Ty wanted her. And though a certain amount of denial was woven tightly into the fabric of his life, he would not deny himself this. Already, he was consumed by the thought of what her blood might taste like. Would it be as sweet as she smelled? Or would it be darker than she appeared to be, ripe with berry and currant? Every human had a singular taste—this he had learned—and it spoke volumes about them, more than they would ever know.

She lingered only a moment longer, and her face, heart-shaped, delicately featured with a pair of large, expressive eyes he was now determined to see close up, imprinted itself on him in a way he had never before experienced. Ty’s mind was too hazed to question it now, this odd reaction to her, but he knew he would be able to ponder nothing else later.

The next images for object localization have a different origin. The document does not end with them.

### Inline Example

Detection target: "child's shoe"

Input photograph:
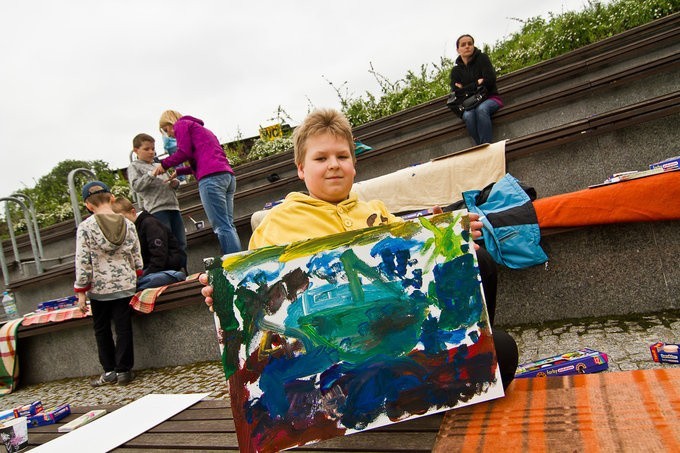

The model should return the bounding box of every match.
[117,370,135,386]
[90,371,117,387]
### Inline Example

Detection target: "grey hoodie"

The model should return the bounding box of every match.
[74,214,143,300]
[128,159,180,214]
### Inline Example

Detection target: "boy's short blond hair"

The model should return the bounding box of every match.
[159,110,183,132]
[86,192,114,208]
[111,197,135,215]
[293,108,355,166]
[133,133,154,149]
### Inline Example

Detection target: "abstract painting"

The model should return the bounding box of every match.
[205,211,503,452]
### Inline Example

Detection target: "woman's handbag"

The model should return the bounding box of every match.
[446,85,488,117]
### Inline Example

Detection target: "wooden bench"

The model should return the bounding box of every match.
[28,368,680,451]
[27,399,444,451]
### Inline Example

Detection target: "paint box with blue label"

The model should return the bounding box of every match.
[36,295,78,312]
[0,410,14,423]
[649,156,680,171]
[13,400,43,418]
[649,342,679,364]
[515,348,609,378]
[28,404,71,428]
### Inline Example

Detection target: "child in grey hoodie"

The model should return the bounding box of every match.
[127,133,187,257]
[75,181,143,387]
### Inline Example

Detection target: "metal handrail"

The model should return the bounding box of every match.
[67,168,96,226]
[0,197,43,284]
[11,193,44,259]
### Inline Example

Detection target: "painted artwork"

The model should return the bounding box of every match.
[205,211,503,453]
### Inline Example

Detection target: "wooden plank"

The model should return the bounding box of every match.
[169,407,232,421]
[294,431,438,451]
[121,432,239,449]
[29,403,445,451]
[148,420,235,433]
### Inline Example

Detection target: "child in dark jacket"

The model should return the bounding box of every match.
[112,197,186,290]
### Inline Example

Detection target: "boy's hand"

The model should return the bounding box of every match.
[468,212,484,251]
[199,273,214,312]
[76,293,88,314]
[152,165,166,177]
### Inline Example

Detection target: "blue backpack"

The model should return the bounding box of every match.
[462,173,548,269]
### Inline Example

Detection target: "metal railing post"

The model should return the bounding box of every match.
[68,168,96,226]
[3,204,21,266]
[0,197,43,275]
[11,193,44,259]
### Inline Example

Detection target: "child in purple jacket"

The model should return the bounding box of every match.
[154,110,241,254]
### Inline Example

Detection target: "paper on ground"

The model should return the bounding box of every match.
[31,393,209,452]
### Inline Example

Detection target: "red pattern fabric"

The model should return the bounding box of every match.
[21,307,91,326]
[0,318,25,395]
[130,273,201,314]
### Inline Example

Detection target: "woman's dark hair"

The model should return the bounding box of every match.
[456,34,475,48]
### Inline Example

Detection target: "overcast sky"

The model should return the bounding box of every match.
[0,0,593,198]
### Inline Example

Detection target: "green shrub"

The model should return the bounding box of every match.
[249,137,294,161]
[337,0,680,126]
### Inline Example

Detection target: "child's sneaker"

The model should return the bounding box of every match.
[117,370,135,386]
[90,371,117,387]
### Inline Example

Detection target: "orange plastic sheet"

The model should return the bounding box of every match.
[533,171,680,228]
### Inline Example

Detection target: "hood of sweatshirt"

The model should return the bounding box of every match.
[179,115,204,126]
[285,191,359,211]
[94,214,128,248]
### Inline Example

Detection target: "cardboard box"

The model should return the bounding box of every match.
[27,404,71,428]
[649,342,679,364]
[0,410,14,423]
[649,156,680,171]
[13,401,43,418]
[516,348,609,378]
[57,409,107,433]
[37,295,77,312]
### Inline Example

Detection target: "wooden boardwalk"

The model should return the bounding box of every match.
[27,399,444,451]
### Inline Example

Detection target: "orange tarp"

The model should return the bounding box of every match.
[534,171,680,228]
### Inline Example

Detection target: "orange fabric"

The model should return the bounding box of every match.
[433,369,680,452]
[533,171,680,228]
[21,307,90,326]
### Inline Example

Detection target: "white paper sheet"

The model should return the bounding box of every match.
[31,393,210,452]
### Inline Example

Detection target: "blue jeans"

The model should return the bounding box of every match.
[137,270,186,290]
[198,172,242,254]
[462,99,501,145]
[151,210,187,255]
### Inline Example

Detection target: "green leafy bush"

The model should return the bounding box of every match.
[248,137,294,161]
[2,160,128,236]
[337,0,680,126]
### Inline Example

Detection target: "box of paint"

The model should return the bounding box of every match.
[0,410,15,423]
[57,409,107,432]
[27,404,71,428]
[649,342,679,364]
[649,156,680,171]
[13,401,43,418]
[515,348,609,378]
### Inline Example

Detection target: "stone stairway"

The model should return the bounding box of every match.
[2,13,679,321]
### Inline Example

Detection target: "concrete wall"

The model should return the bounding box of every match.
[19,302,220,384]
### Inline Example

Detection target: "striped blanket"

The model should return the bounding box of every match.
[0,318,25,395]
[21,306,90,326]
[433,368,680,452]
[130,273,201,314]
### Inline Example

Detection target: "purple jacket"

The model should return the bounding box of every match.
[161,115,233,181]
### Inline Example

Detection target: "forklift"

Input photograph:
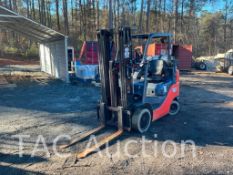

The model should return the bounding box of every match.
[62,27,180,158]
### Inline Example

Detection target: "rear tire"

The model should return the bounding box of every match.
[169,100,180,116]
[199,62,207,70]
[132,108,151,133]
[228,66,233,75]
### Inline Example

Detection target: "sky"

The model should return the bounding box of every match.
[202,1,225,13]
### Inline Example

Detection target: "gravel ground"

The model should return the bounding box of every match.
[0,71,233,175]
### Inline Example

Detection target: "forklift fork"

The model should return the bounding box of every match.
[61,104,124,159]
[76,106,124,159]
[77,129,123,159]
[59,125,105,149]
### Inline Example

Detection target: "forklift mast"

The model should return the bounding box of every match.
[97,27,133,128]
[97,30,113,107]
[118,27,133,108]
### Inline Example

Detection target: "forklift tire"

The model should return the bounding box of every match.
[228,66,233,75]
[169,100,180,116]
[132,108,151,133]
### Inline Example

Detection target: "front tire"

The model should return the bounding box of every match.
[132,108,151,133]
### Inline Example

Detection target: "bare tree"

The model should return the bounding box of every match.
[223,0,229,51]
[109,0,113,29]
[96,0,100,29]
[139,0,144,32]
[11,0,17,12]
[31,0,35,19]
[63,0,69,35]
[8,0,12,9]
[189,0,195,17]
[173,0,179,41]
[26,0,29,18]
[146,0,151,33]
[180,0,185,33]
[55,0,60,30]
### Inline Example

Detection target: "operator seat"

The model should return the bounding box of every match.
[148,59,165,82]
[136,57,170,82]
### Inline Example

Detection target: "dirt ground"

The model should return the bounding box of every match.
[0,58,40,74]
[0,71,233,175]
[0,58,39,66]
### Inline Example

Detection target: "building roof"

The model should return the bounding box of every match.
[0,6,66,42]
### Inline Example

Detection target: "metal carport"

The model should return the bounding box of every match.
[0,6,69,82]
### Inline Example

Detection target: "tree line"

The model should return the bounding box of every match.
[0,0,233,57]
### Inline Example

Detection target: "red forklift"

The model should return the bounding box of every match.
[63,27,180,158]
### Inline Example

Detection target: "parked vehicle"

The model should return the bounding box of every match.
[223,50,233,75]
[193,50,233,75]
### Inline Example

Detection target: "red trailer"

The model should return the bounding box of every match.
[135,43,193,70]
[174,45,192,71]
[78,41,99,64]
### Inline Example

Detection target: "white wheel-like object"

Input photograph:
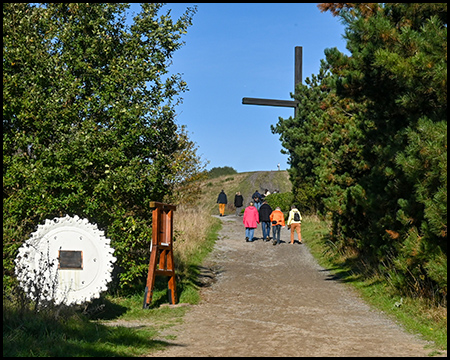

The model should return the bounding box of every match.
[14,215,116,306]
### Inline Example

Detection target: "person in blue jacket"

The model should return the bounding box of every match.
[252,190,262,211]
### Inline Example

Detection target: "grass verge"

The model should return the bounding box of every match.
[3,213,222,357]
[3,301,168,357]
[302,215,447,355]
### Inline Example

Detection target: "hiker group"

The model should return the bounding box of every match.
[216,189,302,246]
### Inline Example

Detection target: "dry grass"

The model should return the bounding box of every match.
[172,203,217,267]
[303,214,322,223]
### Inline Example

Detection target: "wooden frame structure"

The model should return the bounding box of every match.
[143,201,177,308]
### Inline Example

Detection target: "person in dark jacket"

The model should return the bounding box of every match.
[234,191,244,216]
[259,201,273,241]
[217,190,227,216]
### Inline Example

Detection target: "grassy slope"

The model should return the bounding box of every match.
[199,170,292,215]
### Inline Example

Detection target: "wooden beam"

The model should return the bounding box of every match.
[149,201,177,211]
[242,46,302,118]
[294,46,302,92]
[242,97,298,108]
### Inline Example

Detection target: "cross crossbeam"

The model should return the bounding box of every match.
[242,46,302,116]
[242,98,298,108]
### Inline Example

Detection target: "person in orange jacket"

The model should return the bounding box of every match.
[270,207,285,245]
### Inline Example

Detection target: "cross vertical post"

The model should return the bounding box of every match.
[294,46,302,93]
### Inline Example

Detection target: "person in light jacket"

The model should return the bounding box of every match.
[243,202,259,242]
[287,205,302,244]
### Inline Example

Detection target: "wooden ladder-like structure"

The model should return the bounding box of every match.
[143,201,177,308]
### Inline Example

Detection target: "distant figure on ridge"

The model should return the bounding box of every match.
[217,189,227,217]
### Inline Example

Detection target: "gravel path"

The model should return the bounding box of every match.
[149,215,441,357]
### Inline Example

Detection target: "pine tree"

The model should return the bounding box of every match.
[274,3,447,300]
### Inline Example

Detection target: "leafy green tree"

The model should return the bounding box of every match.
[165,125,209,206]
[3,3,198,292]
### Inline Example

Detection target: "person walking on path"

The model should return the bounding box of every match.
[287,205,302,244]
[234,191,244,216]
[243,202,259,242]
[259,201,273,242]
[252,190,263,211]
[217,190,227,217]
[270,207,285,245]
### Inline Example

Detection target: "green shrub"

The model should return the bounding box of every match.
[208,166,237,179]
[265,192,294,213]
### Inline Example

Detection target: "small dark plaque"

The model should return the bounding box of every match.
[58,250,83,269]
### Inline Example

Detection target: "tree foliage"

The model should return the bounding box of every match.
[3,3,200,292]
[273,3,447,301]
[165,125,209,206]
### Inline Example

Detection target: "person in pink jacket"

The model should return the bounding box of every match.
[243,201,260,242]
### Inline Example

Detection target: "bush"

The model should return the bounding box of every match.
[265,192,294,213]
[208,166,237,179]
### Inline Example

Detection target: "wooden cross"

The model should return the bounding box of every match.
[242,46,302,117]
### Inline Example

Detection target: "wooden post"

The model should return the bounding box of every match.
[143,201,177,308]
[294,46,302,93]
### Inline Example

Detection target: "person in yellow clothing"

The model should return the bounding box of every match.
[270,207,285,245]
[287,205,302,244]
[216,190,227,217]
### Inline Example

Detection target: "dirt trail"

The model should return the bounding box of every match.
[149,215,441,357]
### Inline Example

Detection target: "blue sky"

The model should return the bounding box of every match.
[129,3,349,173]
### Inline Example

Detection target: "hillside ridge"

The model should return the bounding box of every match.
[199,170,292,214]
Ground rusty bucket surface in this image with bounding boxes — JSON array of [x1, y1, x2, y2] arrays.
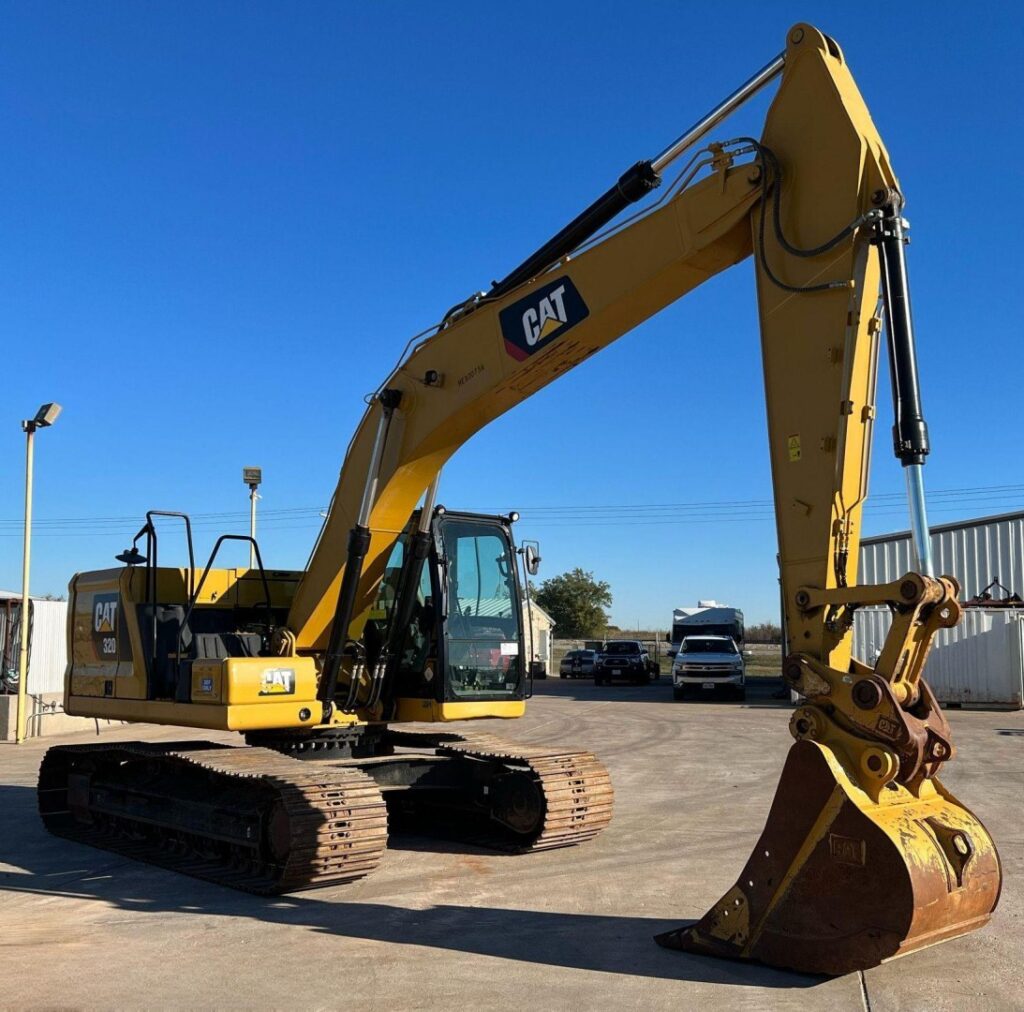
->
[[656, 739, 1001, 976]]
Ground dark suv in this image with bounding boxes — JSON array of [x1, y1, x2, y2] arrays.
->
[[595, 640, 654, 685]]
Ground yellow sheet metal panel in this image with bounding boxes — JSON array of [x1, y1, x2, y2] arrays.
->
[[222, 700, 321, 731], [393, 697, 526, 722], [67, 568, 165, 700], [146, 567, 191, 602], [438, 700, 525, 720], [63, 693, 324, 732], [67, 672, 109, 698], [233, 569, 302, 609], [67, 570, 129, 697], [222, 656, 318, 705], [115, 567, 149, 699]]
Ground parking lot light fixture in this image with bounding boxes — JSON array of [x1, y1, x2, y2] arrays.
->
[[17, 402, 62, 744]]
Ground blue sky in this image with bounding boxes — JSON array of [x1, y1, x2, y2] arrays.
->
[[2, 2, 1022, 627]]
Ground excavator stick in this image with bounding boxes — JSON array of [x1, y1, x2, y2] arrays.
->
[[655, 25, 1000, 974], [656, 738, 1001, 975]]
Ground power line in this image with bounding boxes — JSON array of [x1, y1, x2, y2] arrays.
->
[[6, 481, 1024, 527], [0, 505, 326, 527], [0, 482, 1020, 537], [466, 482, 1024, 513]]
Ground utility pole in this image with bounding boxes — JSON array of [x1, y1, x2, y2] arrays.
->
[[17, 402, 62, 744], [243, 467, 262, 568]]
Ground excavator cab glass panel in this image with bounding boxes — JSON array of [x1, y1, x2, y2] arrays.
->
[[436, 515, 523, 701], [364, 534, 408, 663], [394, 557, 436, 693], [367, 533, 438, 701]]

Later. Once he had tasted her.

When she turned away, when the burnished waves of her hair spilling over the collar of her dark coat were all he could see, Ty found he could at least move again, and he did so with the ruthless efficiency of a practiced hunter. Like a predator who has latched onto the scent of its prey, his eyes never left her, even as he rose up, his feline form shifting and elongating until he stood on two feet among the straggling bushes.

He breathed deeply, drinking in that singular scent with anticipatory relish.

Then Ty turned up the collar of his coat, and began the hunt.